3大会計クラウドサービスのメリット/ディメリットをまとめたものが、下の表だ。

3大会計クラウドサービスのメリット/ディメリット比較
メリット ・簿記の知識が少なくても使える
・スマホアプリの操作性
・自動化率が高い
・連携できる金融機関
・サービスが多い
・データ取り込み
・反映が速い
・料金が安い
・画面構成がシンプル
・サポートが充実
ディメリット ・従来の会計ソフトと使い勝手が異なる ・料金大幅値上げがあり得る(?) ・データの取り込み
・反映がやや遅い

キャッシュレス、ペーパーレスを心がける

どの会計クラウドサービスがいいかを選ぶ前に「そもそもなぜクラウドなのか」を確認しておきたい。従来のPCインストール型の会計ソフトのほうが結果的にいい場合もあるからだ。

会計クラウドサービスを使うメリットは3つ。データがクラウド上にあるので端末を選ばずテレワークでも作業ができるし、故障などによる消失の心配がない。税制改正等があってもシステム側で対応するので買い替える必要がない。そして金融機関のデータをAPI連携で直接取り込めるので入力のミスがなく、会計を自動化に近づけていけることだ。

API連携(アプリケーション・プロブラム・インターフェイス)=システムを連携して外部のサービスが情報を利用できるようにすること。この場合は会計ソフトが金融機関システムと連携して残高や入出金の情報を取り込み帳簿に反映させることができる。

これらのメリットを最大限に生かすには、最初の準備が重要だ。会社の入出金は可能なかぎりキャッシュレス/ペーパーレスでことが済むようにしておきたい。お金の出し入れは事業用のネットバンキングで行い、経費はクレジットカードや電子マネー決済を使う。そうすれば、レシートを見て会計データを手入力をする必要がなくなる。紙の領収書や通帳をデータ化する外部サービスもあるが、発注の手間と別途料金がかかる。

クラウドサービス利用が“ストレス”になる場合

個人事業主でも口座やカードはビジネス用/プライベート用と完全に分け、プライベートの入出金明細(事業主借で処理するもの)が会計クラウドサービスのシステムに取り込まれないようにする。そうしておけば、読み込ませたデータから、プライベートな取引を取り除く作業から解放される。

会計クラウドサービスのメリットは、キャッシュレス決済が多いほど発揮される。現金での出入りは手動で入力するのだが、1件入力するたびにサーバーと通信するので、混雑時には入力した数字が反映されるまでに少し時間がかかったりする。数件であれば苦にはならないが、数十件以上となるとストレスを感じるだろう。

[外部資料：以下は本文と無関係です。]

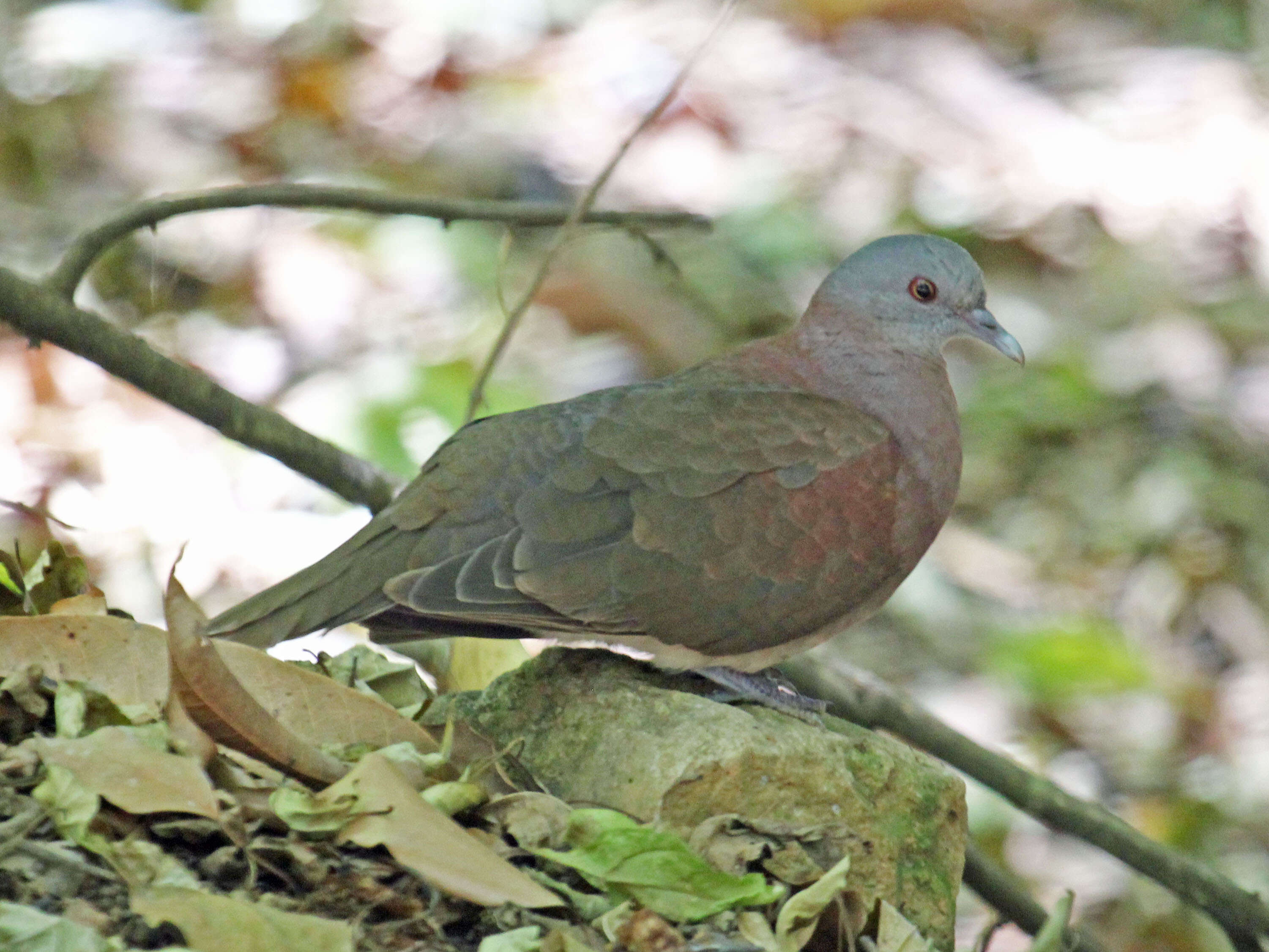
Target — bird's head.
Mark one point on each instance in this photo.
(911, 294)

料金/価格だけで比べれば、従来のPCインストール型の会計ソフトのほうが安い。大規模な税制改正でもない限り、1~5万円前後払えば数年間使い続けられるからだ。

PCインストール型でもAPI連携機能はある。複数の端末で作業する必要がなく現金取引や手入力が多いのであれば、会計クラウドソフトより、PCインストール型の方がおすすめな場合もある(ただし、MacOSの場合はインストール型の会計ソフトがないので必然的にクラウドが選択肢になる)。

簿記の知識が多少あるなら『マネーフォワード』または『やよい/弥生

次に、“とっつきやすさ”について考えてみよう。個人事業主の青色申告(65万円・55万円控除)では複式簿記での帳簿管理が必要になる。覚えて慣れてしまえば便利なのだが、会計初心者にはそこが最初のハードルになる。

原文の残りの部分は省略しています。